Discussion in 'Ask Steve Lawson & Michael Manring' started by MKS, Jul 15, 2002.


  1. Hi. I've really enjoyed the thread on playing confidence, but it has sparked another question... Steve L. mentioned to me once that one way to keep practice time fresh and focussed is to keep it really short. He suggested starting with only 5 minutes, to try to focus and concentrate your brain on useful material as opposed to fudging around playing stuff you already know. Guilty, m'lud...

    So... Question is, what kinds of things would it be worth practising to get maximum benefit? Scales? Broken chords? (Is that like Bmin7 with a flattened 9th?) Fingerboard familiarisation? Intonation (for fretless players)? Remember, only 5 minutes now... We can work ourselves up to 6 minutes next week. ;)

    Bass practice for the interminably busy.
    Any thoughts?

    PS. BTW I collect broken jokes: "My dog smells terrible... He's got no nose." Sorry. :D
     
  2. steve_man

    steve_man

    May 15, 2002
    I have two suggestions.

    But carefull not to go over board. I like fret board familiarization and keeping beats along with a metranome (I forget is that how you spell it).

    maybe not even just playing along to the metranome but rather just listening to a strait beat for 5 min and tapping your foot and creating a beat in your head.

    and remember don't go over board!!!

    KISS!
    ;)

    If you're getting the wrong idea I'm saying keep it simple!
     
  3. wulf

    wulf

    Apr 11, 2002
    Oxford, UK
    It all depends on what you need to work on - what have you tried recently that you weren't satisfied with?
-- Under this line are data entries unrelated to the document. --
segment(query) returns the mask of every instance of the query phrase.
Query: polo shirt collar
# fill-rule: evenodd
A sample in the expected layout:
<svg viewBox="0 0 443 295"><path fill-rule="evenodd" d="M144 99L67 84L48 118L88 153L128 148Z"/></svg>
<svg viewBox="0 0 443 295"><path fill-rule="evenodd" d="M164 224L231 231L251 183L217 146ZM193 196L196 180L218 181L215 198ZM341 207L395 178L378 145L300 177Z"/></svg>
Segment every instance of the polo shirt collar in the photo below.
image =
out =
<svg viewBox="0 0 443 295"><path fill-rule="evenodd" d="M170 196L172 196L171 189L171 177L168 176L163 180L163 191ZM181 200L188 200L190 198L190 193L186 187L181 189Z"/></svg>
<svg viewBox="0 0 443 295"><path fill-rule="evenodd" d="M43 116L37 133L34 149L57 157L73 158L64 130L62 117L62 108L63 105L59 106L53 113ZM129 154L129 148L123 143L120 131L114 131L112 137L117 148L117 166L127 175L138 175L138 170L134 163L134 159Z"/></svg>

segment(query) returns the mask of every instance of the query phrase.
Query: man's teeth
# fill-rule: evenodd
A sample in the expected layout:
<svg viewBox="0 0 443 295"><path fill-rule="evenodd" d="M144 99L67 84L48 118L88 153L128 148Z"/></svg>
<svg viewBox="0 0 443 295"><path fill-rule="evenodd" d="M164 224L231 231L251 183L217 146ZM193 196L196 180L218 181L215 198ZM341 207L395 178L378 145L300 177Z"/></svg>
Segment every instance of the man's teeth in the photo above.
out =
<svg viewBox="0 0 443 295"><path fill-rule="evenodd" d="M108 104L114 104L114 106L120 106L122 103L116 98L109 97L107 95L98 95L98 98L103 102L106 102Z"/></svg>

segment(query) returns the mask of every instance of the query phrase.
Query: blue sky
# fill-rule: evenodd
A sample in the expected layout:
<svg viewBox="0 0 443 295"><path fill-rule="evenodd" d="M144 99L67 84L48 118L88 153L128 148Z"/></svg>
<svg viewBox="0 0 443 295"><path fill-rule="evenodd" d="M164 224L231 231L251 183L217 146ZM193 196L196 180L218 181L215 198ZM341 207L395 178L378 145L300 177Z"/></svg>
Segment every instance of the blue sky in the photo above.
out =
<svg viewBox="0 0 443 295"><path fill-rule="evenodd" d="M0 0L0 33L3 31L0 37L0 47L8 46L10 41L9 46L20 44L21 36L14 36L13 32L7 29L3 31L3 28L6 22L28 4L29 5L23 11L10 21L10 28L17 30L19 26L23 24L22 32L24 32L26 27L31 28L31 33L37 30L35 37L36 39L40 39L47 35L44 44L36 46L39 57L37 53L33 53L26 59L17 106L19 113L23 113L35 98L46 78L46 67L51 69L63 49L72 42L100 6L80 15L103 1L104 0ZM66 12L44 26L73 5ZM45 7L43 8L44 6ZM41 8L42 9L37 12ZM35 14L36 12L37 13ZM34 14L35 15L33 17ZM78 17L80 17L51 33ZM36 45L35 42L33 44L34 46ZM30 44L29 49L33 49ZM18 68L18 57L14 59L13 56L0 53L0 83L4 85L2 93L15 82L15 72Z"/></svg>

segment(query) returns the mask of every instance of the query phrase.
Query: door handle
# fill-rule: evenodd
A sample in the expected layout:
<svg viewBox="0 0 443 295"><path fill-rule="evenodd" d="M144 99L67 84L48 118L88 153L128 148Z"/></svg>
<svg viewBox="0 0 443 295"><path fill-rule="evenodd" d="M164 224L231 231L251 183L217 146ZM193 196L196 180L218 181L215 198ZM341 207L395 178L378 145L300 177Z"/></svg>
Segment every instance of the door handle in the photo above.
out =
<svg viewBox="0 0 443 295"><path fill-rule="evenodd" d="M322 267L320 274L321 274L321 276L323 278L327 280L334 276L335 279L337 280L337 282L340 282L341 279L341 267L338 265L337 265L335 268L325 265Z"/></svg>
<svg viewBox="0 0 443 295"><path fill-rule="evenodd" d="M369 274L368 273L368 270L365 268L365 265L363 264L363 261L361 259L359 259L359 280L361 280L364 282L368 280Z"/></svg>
    If nothing particularly springs to mind - or you want a break to do something different and refresh yourself - that's when you can flick through these online forums or books and magazines (or your bass video collection, or music collection, or notes from past lessons... etc) and just pick something. In some ways, it probably doesn't matter too much, as long as you don't entirely neglect working on your problem areas; trying new things and reinforcing what you've learnt before is all part of a balanced musical diet.

    One idea I've been trying this week, having finally acquired Mark Levine's masterful Jazz Theory Workbook, is to play up a scale in the ionian mode, down in the dorian mode, up in the phrygian mode (etc) and then reverse the whole lot and do it descending. Having started in one key, then move round to the next stop on the circle of fifths and repeat.

    Wulf
     
  4. Howard K

    Howard K

    Feb 14, 2002
    UK
    Last night I worked out the melody to the Eastenders theme tune (sad, but true!). Then I figured out what scales the melody fitted into and what keys it could have been in.

    Tonight I'm going to work out a couple of modal harmonies for the same melody.

    It's the 1st time I've done this, but it just dawned on me as a really good method of practicing because...

    1) it trains your ear when you figure out a melody from your head

    2) it trains yout fretboard familiarity as you are finding specific tones/intervals from a melody in your head

    3) you work on your scale knowledge and familiarity by having to figure out what scale the tune is using

    4) it improves you knowlegde of modes and keys by making you figure out what keys the melody could be in?

    5) If the melody has several parts, you can also work out the rhythm of the different parts of the melody.

    It usually doesnt take long to figure out a popular melody, there are millions of them, it's relatively easy to do, but does involve thought... and it's pretty good fun if you dont choose a sappy tune like i did!